What do we add to UDP for this?

This can be strictly controlled by the sender and doesn't require any mechanism on the receiver side. The sender can dynamically adjust its window size based on the number of acknowledgments received on time and the number of packets in flight. This actually ensures that the network connection is fairly used by everyone else.

Building Your Own Reliable Protocol

The key insight from TCP is that you can build sophisticated, reliable protocols on top of simple, unreliable foundations. Here are the essential building blocks:

1. Reliability Layer

  • Sequence numbers for packet identification
  • Acknowledgments for delivery confirmation
  • Timeouts for loss detection
  • Retransmission for error recovery

2. Ordering Layer

  • Buffering for out-of-order packets
  • Sequence number tracking
  • In-order delivery guarantees

3. Flow Control Layer

  • Window-based transmission control
  • Buffer monitoring
  • Backpressure mechanisms

4. Congestion Control Layer

  • Network state detection
  • Adaptive transmission rates
  • Fairness mechanisms

5. Connection Management Layer

  • State machines for connection lifecycle
  • Parameter negotiation
  • Synchronization protocols

Example: Custom Reliable Protocol

When building your own reliable protocol, you can combine these layers as needed:

  • Basic Reliability: Just add sequence numbers and acknowledgments
  • Ordered Delivery: Add buffering and in-order processing
  • Flow Control: Add window management and buffer monitoring
  • Congestion Control: Add adaptive transmission rates
  • Connection Management: Add state machines and parameter negotiation

Design Principles

1. Layered Design

Build complex systems by layering simple, focused components. Each layer solves one specific problem.

2. State Management

Maintain clear state machines for connection lifecycle and protocol behavior.

3. Adaptive Behavior

Design systems that can adapt to changing conditions (network congestion, receiver capacity).

4. Error Recovery

Always plan for failure. Implement mechanisms to detect and recover from errors.

5. Performance Optimization

Balance reliability with performance. Use techniques like sliding windows and congestion control.

6. Fairness

Consider the impact of your protocol on other users of the shared resource (network).

TCP demonstrates how to build a robust, reliable system by systematically addressing the limitations of a simple foundation.
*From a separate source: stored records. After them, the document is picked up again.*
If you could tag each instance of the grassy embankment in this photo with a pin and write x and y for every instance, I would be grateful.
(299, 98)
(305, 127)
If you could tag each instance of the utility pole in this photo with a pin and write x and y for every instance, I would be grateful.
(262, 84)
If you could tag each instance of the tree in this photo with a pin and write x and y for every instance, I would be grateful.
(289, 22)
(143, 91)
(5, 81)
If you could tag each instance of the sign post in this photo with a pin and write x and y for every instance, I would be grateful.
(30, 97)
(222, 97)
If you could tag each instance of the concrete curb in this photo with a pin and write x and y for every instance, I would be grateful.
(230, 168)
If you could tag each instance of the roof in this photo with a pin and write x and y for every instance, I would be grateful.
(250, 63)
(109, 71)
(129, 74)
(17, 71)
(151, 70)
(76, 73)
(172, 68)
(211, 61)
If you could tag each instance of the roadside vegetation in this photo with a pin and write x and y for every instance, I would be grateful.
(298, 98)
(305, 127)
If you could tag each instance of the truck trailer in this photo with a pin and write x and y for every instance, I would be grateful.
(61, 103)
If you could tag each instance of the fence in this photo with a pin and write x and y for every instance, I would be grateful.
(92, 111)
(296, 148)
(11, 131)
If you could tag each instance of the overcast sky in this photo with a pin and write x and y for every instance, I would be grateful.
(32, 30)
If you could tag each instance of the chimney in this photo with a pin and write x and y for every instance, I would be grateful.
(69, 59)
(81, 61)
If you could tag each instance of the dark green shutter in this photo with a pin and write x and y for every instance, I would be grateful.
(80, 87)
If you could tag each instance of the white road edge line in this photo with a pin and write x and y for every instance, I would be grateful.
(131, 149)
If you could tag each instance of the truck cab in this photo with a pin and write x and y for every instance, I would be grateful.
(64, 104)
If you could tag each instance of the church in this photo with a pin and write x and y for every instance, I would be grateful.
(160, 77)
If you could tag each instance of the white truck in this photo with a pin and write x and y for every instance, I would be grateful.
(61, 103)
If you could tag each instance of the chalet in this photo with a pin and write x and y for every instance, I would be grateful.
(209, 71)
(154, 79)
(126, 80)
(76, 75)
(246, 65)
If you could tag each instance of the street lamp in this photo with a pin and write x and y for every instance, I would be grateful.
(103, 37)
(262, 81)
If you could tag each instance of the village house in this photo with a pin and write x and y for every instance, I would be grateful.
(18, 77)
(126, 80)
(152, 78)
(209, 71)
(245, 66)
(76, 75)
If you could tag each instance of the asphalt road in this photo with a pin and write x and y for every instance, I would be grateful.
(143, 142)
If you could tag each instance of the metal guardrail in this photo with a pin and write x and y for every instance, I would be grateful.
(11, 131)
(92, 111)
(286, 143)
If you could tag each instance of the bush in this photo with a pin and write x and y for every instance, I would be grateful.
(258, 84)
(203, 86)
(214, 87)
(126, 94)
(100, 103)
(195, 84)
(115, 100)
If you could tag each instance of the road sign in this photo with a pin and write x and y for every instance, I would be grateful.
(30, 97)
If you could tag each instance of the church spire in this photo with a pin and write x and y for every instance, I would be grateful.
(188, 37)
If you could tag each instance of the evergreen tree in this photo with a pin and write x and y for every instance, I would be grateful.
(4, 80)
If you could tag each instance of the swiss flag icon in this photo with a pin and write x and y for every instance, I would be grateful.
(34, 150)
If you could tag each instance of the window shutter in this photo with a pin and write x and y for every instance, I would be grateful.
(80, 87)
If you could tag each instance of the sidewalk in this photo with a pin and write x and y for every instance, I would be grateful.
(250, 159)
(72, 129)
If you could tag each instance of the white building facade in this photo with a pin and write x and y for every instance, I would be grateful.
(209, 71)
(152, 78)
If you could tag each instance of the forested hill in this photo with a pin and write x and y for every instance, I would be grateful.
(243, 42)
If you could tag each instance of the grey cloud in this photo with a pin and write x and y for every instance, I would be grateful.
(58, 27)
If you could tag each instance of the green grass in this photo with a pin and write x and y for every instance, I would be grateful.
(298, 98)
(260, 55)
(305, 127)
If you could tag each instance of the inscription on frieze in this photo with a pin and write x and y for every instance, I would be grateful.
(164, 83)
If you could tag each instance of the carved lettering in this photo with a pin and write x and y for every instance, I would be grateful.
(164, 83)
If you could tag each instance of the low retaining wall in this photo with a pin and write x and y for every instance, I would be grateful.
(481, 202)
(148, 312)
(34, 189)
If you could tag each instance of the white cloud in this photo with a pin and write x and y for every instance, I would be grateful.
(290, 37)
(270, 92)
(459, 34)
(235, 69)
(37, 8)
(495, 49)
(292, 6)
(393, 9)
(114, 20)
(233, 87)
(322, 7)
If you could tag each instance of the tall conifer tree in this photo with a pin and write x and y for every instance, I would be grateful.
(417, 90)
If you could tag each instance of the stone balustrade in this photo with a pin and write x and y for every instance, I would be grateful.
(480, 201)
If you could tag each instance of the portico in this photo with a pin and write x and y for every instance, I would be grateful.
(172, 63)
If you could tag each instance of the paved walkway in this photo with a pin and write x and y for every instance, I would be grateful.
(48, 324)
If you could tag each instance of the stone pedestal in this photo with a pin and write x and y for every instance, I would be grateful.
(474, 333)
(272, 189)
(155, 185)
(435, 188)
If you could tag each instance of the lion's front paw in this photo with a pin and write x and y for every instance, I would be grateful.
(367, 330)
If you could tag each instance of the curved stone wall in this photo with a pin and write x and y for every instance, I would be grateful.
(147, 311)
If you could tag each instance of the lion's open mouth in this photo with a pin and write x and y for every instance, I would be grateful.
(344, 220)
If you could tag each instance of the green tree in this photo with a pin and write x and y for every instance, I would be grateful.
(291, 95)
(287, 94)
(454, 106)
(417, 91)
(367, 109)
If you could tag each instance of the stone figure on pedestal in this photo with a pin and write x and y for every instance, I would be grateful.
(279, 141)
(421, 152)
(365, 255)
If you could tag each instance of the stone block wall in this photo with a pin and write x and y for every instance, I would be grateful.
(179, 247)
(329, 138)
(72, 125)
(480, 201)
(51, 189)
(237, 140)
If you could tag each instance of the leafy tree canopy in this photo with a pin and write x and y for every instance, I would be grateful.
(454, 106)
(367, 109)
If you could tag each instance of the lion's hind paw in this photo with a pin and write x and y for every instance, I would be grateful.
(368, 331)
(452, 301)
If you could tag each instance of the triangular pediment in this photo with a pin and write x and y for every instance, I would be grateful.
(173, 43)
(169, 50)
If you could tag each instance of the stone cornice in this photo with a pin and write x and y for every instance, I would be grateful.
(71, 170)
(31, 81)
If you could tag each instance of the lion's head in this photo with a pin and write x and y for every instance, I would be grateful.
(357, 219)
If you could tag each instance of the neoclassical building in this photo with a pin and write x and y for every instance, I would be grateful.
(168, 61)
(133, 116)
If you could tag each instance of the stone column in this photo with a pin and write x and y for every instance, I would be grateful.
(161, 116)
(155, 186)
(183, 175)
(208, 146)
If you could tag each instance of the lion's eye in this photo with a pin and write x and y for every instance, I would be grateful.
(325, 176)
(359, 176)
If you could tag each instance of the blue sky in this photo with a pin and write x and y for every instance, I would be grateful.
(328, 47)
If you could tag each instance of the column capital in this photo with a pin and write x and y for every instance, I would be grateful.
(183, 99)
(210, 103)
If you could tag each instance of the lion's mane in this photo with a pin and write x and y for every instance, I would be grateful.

The same principles can be applied to any system design problem where you need to build reliability on top of unreliable components.

Questions

Q: What is the main problem that TCP solves over UDP?

TCP solves the reliability problem over UDP. It provides guaranteed delivery, ordered delivery, and error recovery mechanisms that UDP lacks.

Q: What is the purpose of the three-way handshake in TCP?

The three-way handshake establishes a reliable connection and allows both sides to agree on initial parameters like sequence numbers before data transfer begins.

Q: What is the purpose of sequence numbers in TCP?

Sequence numbers track packet order and detect missing packets. They enable TCP to provide ordered delivery and retransmit lost packets.

Q: What is flow control in TCP?

Flow control prevents the sender from overwhelming the receiver by allowing the receiver to control the sender's transmission rate through window size advertisements.

Q: What is congestion control in TCP?

Congestion control prevents network overload by adapting transmission rates based on network conditions. It uses algorithms like slow start and congestion avoidance.

Q: What is the sliding window protocol used for?

The sliding window protocol implements flow control and allows multiple unacknowledged packets to be in flight, improving throughput while preventing receiver overload.

Q: What is the key insight from TCP's design?

The key insight from TCP's design is that you can build sophisticated, reliable protocols on top of simple, unreliable foundations by systematically addressing limitations.

Q: What is the purpose of acknowledgments in TCP?

Acknowledgments confirm that packets have been received and enable TCP to retransmit lost packets when acknowledgments are not received within a timeout period.